The second area of strong evidence is cardiovascular monitoring. Wearable ECG systems built into girths or smart textiles now show good agreement with conventional equipment for tracking heart rate and recovery in the field.

The review also touches on something closer to home for anyone following FEI competition rules: the smartphone's growing role as a regulatory tool. Systems like the FEI HorseApp already let officials verify a horse's identity, vaccination status and eligibility on the spot, and as of January 2026 digital registration of equine influenza vaccinations is mandatory for FEI events. What used to depend on paper passports is increasingly managed, and enforced, through a phone.

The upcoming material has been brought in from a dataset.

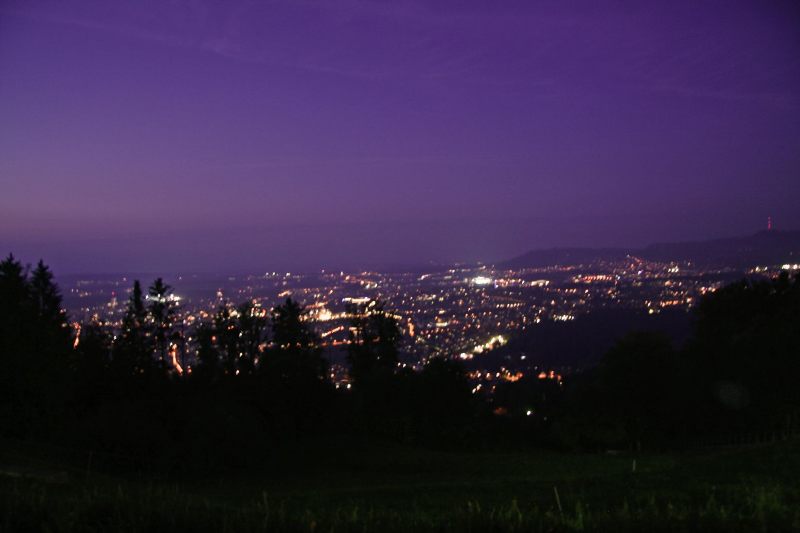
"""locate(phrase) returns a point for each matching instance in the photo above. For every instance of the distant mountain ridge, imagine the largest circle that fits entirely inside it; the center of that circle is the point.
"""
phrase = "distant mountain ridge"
(762, 248)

Other applications are earlier in their development. Respiratory monitoring, thermal imaging and facial expression pain scoring all show promise, though the supporting evidence remains thinner. Most current pain scoring apps, the review notes, still rely on a person interpreting facial expressions against a reference guide rather than fully automated analysis, which for now remains largely confined to research settings.

The review is also candid about a gap worth sitting with: human health data is protected under frameworks like GDPR, while equine data, from training loads to gait asymmetries to recovery patterns, has no real equivalent. As these tools generate ever more of it, that is a conversation the equestrian world has yet to have in earnest.